TAMAULIPAS.- Cuando se junta un sonido con otro, son como una persona con otra: hacen ruido y a veces música. A menos que se trate de una sinfonía, una armonía establecida en el silencio o como la lluvia hasta que se quita. El sonido musical se explica en su armonía y se declara en el compás regular y en la nota que crece, sube o baja de tono.
El ruido en cambio no se entiende ni suele explicarse. Dos personas que no armonizan se pelean cuando platican, uno va por una acera y la otra viene en contra.
Así es el ruido de contradictorio e irreverente, pues cubre los huecos de aire y los esparce sin sentido. Al identificar el ruido el hombre busca cierta música, algo que el oído finito acepte con gusto, pero encuentra lo inexplicable.
La música es inobjetable por ello, debido al arte y al placer que proporciona, a la sensibilidad encendida como una lampara iluminando un cuarto. Afuera, sin ser vista, la música existe ejecutada por la naturaleza. Ahí están el suave murmullo de la flauta de caña, el aire que obtiene matices de las ramas cuando se mesen. Amanece el coro de aves que con su trino son las voces que entonan y aclaran el sito donde se origina la música.

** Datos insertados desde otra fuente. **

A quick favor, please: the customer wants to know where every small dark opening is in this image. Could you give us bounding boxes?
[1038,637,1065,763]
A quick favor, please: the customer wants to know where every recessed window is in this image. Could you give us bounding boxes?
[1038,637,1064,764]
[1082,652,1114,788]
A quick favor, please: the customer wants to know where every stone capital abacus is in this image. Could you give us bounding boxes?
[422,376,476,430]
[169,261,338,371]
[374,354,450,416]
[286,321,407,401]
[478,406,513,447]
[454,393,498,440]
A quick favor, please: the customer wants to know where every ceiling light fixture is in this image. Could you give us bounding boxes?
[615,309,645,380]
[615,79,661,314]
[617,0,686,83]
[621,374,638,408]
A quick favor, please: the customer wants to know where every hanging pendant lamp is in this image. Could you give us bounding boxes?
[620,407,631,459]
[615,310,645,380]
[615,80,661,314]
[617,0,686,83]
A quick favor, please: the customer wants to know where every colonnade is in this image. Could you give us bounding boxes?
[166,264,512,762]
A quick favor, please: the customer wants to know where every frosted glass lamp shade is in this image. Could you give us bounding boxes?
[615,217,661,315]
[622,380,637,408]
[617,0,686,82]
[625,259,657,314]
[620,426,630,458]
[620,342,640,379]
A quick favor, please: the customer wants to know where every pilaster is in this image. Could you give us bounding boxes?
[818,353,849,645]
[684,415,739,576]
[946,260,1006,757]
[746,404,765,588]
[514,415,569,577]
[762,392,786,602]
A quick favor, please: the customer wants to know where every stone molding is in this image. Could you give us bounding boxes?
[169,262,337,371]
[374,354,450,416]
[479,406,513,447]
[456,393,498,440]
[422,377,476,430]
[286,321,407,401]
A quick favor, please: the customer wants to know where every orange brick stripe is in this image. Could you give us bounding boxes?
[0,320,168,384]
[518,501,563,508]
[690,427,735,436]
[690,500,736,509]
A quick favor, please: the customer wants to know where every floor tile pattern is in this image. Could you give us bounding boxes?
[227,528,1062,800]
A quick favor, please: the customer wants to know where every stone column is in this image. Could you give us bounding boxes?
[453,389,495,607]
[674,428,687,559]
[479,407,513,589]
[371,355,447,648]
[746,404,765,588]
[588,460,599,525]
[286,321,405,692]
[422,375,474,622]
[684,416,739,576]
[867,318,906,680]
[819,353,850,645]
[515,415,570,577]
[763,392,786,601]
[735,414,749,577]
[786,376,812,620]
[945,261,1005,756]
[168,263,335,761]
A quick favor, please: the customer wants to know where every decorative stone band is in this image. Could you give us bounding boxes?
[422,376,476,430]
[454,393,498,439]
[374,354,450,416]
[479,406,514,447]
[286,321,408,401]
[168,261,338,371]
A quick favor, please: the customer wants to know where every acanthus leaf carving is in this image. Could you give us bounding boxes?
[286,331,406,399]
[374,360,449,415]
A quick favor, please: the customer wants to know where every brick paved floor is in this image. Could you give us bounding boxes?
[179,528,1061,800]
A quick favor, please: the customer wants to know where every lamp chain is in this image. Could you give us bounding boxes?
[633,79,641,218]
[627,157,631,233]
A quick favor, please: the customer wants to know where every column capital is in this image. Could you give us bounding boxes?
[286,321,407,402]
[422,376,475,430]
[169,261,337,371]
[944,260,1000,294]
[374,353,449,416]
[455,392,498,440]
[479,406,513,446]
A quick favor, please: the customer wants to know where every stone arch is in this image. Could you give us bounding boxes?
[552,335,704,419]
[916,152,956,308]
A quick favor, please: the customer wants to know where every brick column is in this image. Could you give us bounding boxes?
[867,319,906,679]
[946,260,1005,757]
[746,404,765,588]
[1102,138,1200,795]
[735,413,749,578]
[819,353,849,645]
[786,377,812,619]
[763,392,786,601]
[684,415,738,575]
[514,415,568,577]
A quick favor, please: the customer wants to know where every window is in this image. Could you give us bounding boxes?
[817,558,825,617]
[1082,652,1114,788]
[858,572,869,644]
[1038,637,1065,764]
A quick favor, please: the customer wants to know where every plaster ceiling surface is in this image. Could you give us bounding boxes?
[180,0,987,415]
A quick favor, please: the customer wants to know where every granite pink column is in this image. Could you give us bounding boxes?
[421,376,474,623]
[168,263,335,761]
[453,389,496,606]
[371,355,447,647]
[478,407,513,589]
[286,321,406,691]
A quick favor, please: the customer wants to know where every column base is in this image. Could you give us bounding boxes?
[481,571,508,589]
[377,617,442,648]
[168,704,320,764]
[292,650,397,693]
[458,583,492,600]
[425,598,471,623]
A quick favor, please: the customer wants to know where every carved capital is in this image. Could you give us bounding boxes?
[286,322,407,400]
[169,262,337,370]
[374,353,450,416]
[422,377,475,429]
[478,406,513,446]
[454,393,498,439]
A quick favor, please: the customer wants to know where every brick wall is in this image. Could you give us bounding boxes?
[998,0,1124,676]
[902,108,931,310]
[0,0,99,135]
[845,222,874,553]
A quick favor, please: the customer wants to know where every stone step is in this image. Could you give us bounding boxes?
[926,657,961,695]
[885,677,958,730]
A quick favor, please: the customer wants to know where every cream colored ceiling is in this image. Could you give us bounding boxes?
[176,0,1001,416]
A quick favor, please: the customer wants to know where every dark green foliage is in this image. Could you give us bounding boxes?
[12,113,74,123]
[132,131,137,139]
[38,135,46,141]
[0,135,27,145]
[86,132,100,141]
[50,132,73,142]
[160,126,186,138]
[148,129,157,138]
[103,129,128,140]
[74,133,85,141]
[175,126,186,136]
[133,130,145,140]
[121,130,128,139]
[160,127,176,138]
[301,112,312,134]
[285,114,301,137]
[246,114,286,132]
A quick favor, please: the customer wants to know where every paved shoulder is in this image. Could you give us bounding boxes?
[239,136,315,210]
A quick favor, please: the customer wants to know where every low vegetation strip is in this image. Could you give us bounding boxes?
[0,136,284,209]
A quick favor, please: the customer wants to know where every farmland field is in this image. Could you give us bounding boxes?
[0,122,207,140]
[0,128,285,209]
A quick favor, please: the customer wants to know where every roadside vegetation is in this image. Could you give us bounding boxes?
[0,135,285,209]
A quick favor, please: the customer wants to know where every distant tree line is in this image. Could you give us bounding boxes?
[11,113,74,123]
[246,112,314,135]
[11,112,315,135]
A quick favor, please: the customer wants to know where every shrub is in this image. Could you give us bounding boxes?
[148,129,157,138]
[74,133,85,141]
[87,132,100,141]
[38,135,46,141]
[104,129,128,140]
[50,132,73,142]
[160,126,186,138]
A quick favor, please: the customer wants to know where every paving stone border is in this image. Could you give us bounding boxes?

No falta el hombre que pasa silbando por lo bajo una canción desconocida pero entendida por los pájaros. Cuando no hay música hay otros sonidos que no son ruidos sino parte de la vida identificable para la sobrevivencia. Incluso necesarios. Solos e inexplorables.
Sonidos nuevos sin título, truenos y estallidos entre las montañas del viento que nos estremecen y cambian nuestro estado de ánimo, sonidos que aún no tienen nombre y que sólo una vez suceden o vuelven y se hacen canciones.
Hay por tanto ruido imperceptible y sonido presentido, nostalgia en el eco, voces extrañas del silencio más allá de los cuerpos vibratorios de los dioses, pronósticos de terremotos y de lluvias torrenciales que acuden si los pensamos.
Ambos, sonido y ruido, concurren al pensamiento y lo tornan objeto existente que se esconde en la memoria. Ambos son memoria ancestral, el transcurso de la vida los descubre a mitad de la calle. Y sin embargo lo que para unos es ruido, para otros es sonido rítmico, voz melodiosa y viceversa. Entre ambos está el auditorio, esa gran caja que es el universo. Las estrellas entonces tiritan y se escuchan a lo lejos, también son canciones, cuerpos de un arpegio.
Cuerdas bocales del viejo purgatorio del silencio. El sonido es arte y es placentero hasta que el volumen lo deshace, y entonces es instrancitable por los oídos humanos y se esparce como ruido en los tímpanos de un grupo de ciudadanos que ya no puede identificarle. Sin silencio no hay música y pensar que al ruido poco le importa.
La música puede ser ruido según sea la hora; mas eso al ruido tampoco le importa, el ruido es ruido a toda hora. Una vez reconocido y descubierto el ruido es combatido hasta que pierde por agotamiento del brazo que golpea o la extinción de la causa que lo produce. Una vez concluido, el ruido recoge sus herramientas y nadie aplaude ni pide su vuelta.
Al sonido musical curiosamente le ocurre lo mismo por ignorancia, pero se consolida como una tonadilla silbada, un vago deseo de subsistencia ante el sordo clamor de la nada. La sinfonía permanece entre los árboles, en las olas y vaivenes de la tormenta en la música inquebrantable de Bethoven.
El sonido y el ruido, luz y sombra, signos contrarios, techo y herrumbre, cielo abierto y suelo erosionado, sin pudores se juntan. Hacen el mundo como lo leemos y lo hemos visto, pues la memoria no distingue si no es análoga.
El sonido se escribe y se pronuncia; el ruido envidioso también lo hace. HASTA PRONTO.